As a mother and a therapist, I have been stunned and saddened to the extent by which I feel silenced, both personally and professionally. I am afraid to discuss my concerns about my daughter with friends for fear of feeling judged and being accused of being a horrible mom who will damage my child. (Certain friends of mine have circulated petitions decrying thoughtful op-ed pieces in major newspapers that were approaching Caitlyn Jenner’s transition with some well-considered feminist questioning.) I am afraid of speaking up in professional circles about the phenomenon more generally for fear of drawing ire and misapprehension. It is so frightening to think that therapy for my daughter doesn’t feel like a safe option, since the process might be so easily hijacked just by the mention of the word “trans.”
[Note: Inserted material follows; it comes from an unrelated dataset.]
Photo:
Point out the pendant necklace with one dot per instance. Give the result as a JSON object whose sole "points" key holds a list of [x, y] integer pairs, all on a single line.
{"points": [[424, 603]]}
As a therapist, I mostly work with adults. A common reason for seeking therapy is being at a place where you are wondering about leaving your marriage. When a woman (or man) comes in, they usually say something like, “I haven’t been happy in my marriage for a long time. My husband isn’t a terrible person, but I just don’t know if I can stay.” What I don’t say at that point is, “Well, if you are wondering that, it must mean that you need to leave the marriage. To stay any longer would be a terrible mistake. Here is the name of a divorce attorney.”

Ending a marriage is a huge deal. There are enormous consequences for several people, even when children aren’t involved. It isn’t a decision to be taken lightly. When a client says to me that they are thinking of leaving, I believe my job is to help create the space for them to explore this as a possibility without judgment in either direction. I want to provide complete acceptance of all of their explorations. It isn’t my job to interpret their feelings or tell them what to do. I listen. I ask questions. I reflect back what I hear. I neither rush them forward nor try to hold them back. It is a slow careful process of discernment, as it should be. There is a marriage in the balance.

I believe that open-ended non-judgmental exploration is the very essence of the therapeutic process. The current prohibition on exploring a patient’s feelings of gender dysphoria seems a perversion of this process. I would feel that I had done someone a terrible disservice by imposing an external yardstick on someone’s private decision as to whether to divorce. The potential for harm is so great! How much greater is the potential for harm when we are talking about impressionable young people electing to undergo permanent sterilization?

This is very lonely, and very frightening.